The Alsops conclude, therefore, that the new optimism of the Democrats was tempered by realizations, but it was clear that the Republicans, despite their late victory, would be facing a more united opposition than appeared likely only weeks earlier.

Frederick C. Othman tells of Americans having been consuming, without their knowledge, inedible wheat bought from Canada, with a considerable tariff tax break to the buyers, the wheat having been intended only for livestock consumption. The wheat had been mixed with grade-A wheat in some circumstances to make flour and had been shipped abroad as part of foreign aid commitments, while some had gone to livestock. The Food and Drug Administration had determined that the inferior wheat was nevertheless edible by humans, that its 30 percent damaged kernels did not make it less consumable.

In all, Congress had determined that about 100 million dollars of taxpayer money had been spent on the inferior wheat, within the aid program, the loss of tariffs versus the good wheat, and displacement of American wheat, combined with subsidies in price supports.

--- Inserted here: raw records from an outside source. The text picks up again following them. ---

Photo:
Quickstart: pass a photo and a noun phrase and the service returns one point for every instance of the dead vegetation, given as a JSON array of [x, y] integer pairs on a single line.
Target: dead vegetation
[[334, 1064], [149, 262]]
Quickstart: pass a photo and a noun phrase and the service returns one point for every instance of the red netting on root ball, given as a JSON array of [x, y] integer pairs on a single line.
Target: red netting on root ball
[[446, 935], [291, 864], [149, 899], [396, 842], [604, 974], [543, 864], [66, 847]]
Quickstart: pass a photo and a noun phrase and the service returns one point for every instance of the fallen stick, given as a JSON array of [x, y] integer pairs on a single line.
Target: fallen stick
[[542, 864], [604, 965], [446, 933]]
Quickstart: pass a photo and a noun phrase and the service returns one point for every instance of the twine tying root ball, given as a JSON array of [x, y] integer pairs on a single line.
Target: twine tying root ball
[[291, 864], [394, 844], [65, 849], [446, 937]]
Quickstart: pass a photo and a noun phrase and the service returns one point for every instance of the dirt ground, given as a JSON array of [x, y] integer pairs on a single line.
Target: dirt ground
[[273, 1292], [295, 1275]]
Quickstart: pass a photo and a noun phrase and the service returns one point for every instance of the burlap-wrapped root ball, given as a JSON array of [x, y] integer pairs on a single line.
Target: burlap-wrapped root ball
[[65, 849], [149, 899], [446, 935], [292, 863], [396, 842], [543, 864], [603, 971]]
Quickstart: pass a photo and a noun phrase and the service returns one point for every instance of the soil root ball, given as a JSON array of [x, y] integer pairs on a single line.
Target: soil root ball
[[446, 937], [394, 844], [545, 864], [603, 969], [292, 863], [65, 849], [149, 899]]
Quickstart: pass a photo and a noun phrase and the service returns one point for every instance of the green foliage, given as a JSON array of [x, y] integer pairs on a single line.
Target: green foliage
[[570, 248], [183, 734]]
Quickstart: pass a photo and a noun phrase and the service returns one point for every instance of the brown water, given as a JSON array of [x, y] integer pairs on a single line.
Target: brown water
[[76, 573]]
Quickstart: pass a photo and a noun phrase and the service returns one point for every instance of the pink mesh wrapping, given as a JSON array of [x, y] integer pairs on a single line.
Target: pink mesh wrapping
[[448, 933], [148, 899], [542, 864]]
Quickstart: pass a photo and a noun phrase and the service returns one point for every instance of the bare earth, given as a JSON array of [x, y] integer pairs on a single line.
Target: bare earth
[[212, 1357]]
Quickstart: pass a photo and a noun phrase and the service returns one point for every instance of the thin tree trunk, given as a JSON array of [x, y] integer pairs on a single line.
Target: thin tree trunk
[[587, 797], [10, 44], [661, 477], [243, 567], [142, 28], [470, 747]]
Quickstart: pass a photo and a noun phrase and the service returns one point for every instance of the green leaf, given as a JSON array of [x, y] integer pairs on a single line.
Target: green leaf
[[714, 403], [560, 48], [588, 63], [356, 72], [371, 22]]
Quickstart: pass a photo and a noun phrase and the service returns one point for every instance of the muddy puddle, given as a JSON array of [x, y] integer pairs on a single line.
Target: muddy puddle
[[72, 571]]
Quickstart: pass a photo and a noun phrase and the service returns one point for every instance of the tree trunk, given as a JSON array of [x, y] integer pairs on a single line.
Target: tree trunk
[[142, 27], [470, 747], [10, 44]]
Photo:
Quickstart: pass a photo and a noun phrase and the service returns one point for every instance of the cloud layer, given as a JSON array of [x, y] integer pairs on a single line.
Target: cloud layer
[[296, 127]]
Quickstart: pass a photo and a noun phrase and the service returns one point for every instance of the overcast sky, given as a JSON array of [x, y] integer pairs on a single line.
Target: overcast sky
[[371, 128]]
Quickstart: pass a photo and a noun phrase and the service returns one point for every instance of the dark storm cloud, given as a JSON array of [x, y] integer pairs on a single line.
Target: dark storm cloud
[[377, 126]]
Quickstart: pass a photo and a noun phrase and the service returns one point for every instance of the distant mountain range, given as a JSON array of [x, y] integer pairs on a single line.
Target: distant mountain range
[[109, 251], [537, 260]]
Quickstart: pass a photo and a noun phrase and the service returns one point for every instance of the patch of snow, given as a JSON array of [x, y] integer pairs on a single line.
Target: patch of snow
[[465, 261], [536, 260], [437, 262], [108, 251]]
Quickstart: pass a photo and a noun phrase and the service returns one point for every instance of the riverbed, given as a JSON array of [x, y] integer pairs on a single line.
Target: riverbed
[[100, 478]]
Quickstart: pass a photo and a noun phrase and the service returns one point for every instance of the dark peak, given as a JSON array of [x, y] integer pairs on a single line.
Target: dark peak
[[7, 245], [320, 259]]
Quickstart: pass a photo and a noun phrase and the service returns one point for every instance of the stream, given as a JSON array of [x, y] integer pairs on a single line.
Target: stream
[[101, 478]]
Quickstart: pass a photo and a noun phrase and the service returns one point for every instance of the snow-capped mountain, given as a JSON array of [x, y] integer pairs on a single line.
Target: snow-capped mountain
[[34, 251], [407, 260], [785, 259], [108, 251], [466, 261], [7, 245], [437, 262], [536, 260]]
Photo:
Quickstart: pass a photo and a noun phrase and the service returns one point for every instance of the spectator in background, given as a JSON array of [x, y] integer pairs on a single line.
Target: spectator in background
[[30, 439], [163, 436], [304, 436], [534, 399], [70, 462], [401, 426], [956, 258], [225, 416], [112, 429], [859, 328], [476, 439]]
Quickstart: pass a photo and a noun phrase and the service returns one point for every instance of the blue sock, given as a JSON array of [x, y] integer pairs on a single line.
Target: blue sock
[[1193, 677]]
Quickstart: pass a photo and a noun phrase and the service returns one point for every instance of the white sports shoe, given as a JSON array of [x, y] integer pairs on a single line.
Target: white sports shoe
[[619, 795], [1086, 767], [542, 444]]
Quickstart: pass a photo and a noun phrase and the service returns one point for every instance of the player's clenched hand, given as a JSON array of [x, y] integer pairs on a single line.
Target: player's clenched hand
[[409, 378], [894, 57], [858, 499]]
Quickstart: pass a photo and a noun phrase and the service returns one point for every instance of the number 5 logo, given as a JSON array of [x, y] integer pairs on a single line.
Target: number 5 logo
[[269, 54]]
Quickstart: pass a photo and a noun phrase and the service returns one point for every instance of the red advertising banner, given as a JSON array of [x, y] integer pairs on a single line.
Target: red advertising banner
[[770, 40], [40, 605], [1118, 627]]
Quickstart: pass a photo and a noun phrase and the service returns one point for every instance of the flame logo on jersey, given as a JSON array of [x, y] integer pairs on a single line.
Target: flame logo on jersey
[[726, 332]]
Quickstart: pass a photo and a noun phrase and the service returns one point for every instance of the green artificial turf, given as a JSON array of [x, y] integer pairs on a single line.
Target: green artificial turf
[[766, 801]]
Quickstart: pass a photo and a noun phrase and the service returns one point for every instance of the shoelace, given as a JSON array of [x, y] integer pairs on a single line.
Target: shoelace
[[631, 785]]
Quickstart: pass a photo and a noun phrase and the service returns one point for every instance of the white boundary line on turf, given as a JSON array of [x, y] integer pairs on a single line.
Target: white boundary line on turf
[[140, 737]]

Senator George Aiken of Vermont wanted to know who the villains were and Senator Clinton Anderson, former Secretary of Agriculture, thought they ought be in jail. Yet, it was not clear that the adulteration or importation of the damaged wheat from Canada had broken any laws, as the proper duty had been paid, and the present law did not appear to prevent the mixing of the inferior wheat for human consumption.

Mr. Othman suggests that some of the pig fodder might be mixed into the reader's pancakes. That would, obviously, make them pigs in a blanket, squealing for margarine on top.